The current ruling of the monetising [buying or selling] ivory is legal if the article was made before 1947 with the exception of selling to the U.S.A. The ban on ivory sales is still being debated. It is thought that certain small worked items made pre 1947, will be exempt from the ban, but as yet, which items will be exempt is still not decided. We will keep you informed.
April 2018. To clarify certain terms, the following may be useful. Ivory, the natural substance which is under discussion , does not always come from elephants, it can include other many animals or mammal’s with: horns, tusks and teeth even our teeth are classed as ivory! It is complicated, when the bone is inside the head of the animal it is classed as bone but becomes ivory when it comes out of the animal’s head. The material called Vegetable Ivory is in reality the Corozo nut , often used in imitation of ivory, it looks a little ‘soapy’ in comparison. The description of Bone covers the use of the skeletons of most animals. Ham bones were always used to carve lace bobbins, but often called ivory. Whale bones sometimes are known as ‘ivory tusks’ when carved by sailors in a black drawn decoration called ‘Scrimshaw’. Prisoners of war work was often done working with bones from animals having been eaten for dinner. But some ivory was used from left overs from bigger Dieppe carvings brought by the French prisoners of the Napoleonic wars.
May 2018. The battle rages on classifying what is ivory, what is bone, ivorine, horn and so on. It seems obvious that to enforce any sort of blanket ban including antiques, would be wrong and will not serve the aim of conserving elephants. When ever anything gets banned, it’s value increases and the banned produce gets channelled into the hands of criminals who have greater resources to continue any contraband substances to be trafficked.

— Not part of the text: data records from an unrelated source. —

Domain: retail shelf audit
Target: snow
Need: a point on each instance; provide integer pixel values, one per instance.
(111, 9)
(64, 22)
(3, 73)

June 2018. The most famous Art and Antiques Fair opened at Olympia this June. The fair opened Wednesday 20th and closed on Wednesday June 27th, problematically, the entire week coincided with an unexpected heat wave in Britain, following a late wet and cold spring. According to exhibitors the fair was not as well attended as usual and in some publications there was an error printed in the dates of the fair. The general feeling was certain production details need to be reconsidered, such as the entrance to the fair, the upper gallery where antiques were mixed with food stands and advertising seemed at a minimum. It is also the age old problem of expenses rising while sales decline and the hot weather did not help. However, a solution may be on it’s way, in that the fair managers are considering re-introducing the ‘Rat Run’ into the next Olympia fair. That was a line of cheaper specialist stand holder [the Thimble Society among them] along the back of the fair. When the fair opened, there was always a stampede to the ‘Rat Run’ where the interesting bargains were to be had. Fingers crossed it will happen again.